Et voilà qu’il était dans cette boutique de Baldini, à l’endroit de Paris où le plus grand nombre de parfums professionnels étaient réunis sur aussi peu de place. Il ne voyait pas grand-chose, à la lumière vagabonde de la bougie, il aperçut tout juste l’ombre du comptoir avec sa balance, les deux hérons au-dessus de leur bassin, un fauteuil pour les clients, les rayonnages sombres le long des murs, le reflet fugitif d’ustensiles de cuivre, et des étiquettes blanches sur des bocaux et des coupelles ; et il ne sentit d’ailleurs rien de plus que ce qu’il avait déjà senti dans la rue. Mais il ressentit aussitôt la gravité qui régnait en ces lieux, on aimerait presque dire la gravité sacrée, si le mot « sacré » avait eu pour Grenouille la moindre signification ; c’est la gravité froide qu’il ressentait, le réalisme artisanal, le sobre sens des affaires qui était attaché à chaque meuble, à chaque instrument, aux tonnelets, aux bouteilles et aux pots. Et tandis qu’il marchait derrière Baldini, dans l’ombre de Baldini, car celui-ci ne se donnait pas la peine de l’éclairer, la pensée s’imposait à lui que sa place était ici et nulle part ailleurs, qu’il allait y rester et que c’était de là qu’il bouleverserait le monde.

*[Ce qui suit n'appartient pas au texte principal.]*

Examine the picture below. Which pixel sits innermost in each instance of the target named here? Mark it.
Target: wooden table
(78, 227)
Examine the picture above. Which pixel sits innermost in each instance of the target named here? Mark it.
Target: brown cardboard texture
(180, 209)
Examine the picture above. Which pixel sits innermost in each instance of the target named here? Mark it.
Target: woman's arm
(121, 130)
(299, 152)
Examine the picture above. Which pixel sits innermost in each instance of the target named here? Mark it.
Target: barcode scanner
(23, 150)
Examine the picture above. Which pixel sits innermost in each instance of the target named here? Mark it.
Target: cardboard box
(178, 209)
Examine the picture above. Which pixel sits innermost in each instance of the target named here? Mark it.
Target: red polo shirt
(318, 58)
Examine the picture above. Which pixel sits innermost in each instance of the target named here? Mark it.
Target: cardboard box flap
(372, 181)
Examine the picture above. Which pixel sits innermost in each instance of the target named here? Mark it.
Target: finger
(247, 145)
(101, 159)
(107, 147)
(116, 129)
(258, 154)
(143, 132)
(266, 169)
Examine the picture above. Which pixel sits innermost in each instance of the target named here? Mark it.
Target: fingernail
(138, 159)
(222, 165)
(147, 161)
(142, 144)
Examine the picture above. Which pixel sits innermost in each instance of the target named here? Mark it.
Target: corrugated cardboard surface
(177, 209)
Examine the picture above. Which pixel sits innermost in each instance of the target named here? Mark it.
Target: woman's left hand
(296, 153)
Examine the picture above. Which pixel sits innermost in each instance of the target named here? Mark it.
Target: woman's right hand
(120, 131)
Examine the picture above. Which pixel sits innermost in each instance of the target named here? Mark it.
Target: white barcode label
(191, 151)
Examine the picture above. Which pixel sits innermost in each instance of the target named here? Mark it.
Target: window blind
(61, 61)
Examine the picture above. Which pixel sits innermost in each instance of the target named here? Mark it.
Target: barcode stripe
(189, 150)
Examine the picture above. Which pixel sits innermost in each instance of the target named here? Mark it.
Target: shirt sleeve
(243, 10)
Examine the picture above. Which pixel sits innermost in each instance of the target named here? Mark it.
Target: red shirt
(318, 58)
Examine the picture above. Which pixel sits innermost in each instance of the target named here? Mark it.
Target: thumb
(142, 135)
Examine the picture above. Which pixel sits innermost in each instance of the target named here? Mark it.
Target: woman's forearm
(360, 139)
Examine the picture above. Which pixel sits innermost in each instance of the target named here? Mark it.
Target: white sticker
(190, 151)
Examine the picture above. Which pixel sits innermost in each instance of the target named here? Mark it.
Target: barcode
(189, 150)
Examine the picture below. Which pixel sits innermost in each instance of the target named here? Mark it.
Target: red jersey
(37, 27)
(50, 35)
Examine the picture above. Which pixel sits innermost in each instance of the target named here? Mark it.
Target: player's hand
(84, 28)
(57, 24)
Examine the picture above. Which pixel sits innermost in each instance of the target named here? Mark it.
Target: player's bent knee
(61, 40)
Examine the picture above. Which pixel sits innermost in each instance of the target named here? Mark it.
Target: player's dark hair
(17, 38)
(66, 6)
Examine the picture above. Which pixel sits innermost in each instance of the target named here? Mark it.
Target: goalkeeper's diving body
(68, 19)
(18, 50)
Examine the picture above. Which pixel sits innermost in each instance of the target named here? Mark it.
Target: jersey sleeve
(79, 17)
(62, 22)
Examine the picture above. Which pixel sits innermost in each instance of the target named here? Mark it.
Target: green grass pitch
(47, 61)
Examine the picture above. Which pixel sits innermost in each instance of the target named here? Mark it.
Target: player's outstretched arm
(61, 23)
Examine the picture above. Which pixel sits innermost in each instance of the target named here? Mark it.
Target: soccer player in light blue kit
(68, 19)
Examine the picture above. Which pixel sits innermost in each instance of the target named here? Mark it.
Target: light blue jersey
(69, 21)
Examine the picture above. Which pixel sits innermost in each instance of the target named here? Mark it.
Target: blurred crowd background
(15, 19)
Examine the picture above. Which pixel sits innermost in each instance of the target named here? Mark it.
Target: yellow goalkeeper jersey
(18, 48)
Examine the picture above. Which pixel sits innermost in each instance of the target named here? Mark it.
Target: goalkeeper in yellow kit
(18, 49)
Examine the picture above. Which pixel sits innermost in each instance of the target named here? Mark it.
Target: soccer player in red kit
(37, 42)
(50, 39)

Cette pensée était naturellement d’une immodestie proprement grotesque. Il n’y avait rien, mais vraiment rien du tout, qui pût autoriser un petit vagabond, employé subalterne d’une tannerie, d’origine plus que douteuse, sans relations ni protections, ni le moindre statut corporatif, à espérer prendre pied dans le commerce de parfums le plus renommé de Paris ; d’autant que, comme nous le savons, la fermeture de ce commerce était quasiment chose faite. Mais il ne s’agissait au demeurant pas d’un espoir : ce qu’exprimait l’immodeste pensée de Grenouille, c’était une certitude. Cette boutique, il savait qu’il ne la quitterait plus que pour aller chercher son balluchon chez Grimal, et ensuite plus jamais. La tique avait senti le sang. Des années durant, elle s’était tenue immobile, refermée sur elle-même, et avait attendu. Maintenant, elle se laissait tomber, jouant son va-tout, sans rien qui ressemblât à de l’espoir. Et c’est pourquoi sa certitude était si grande.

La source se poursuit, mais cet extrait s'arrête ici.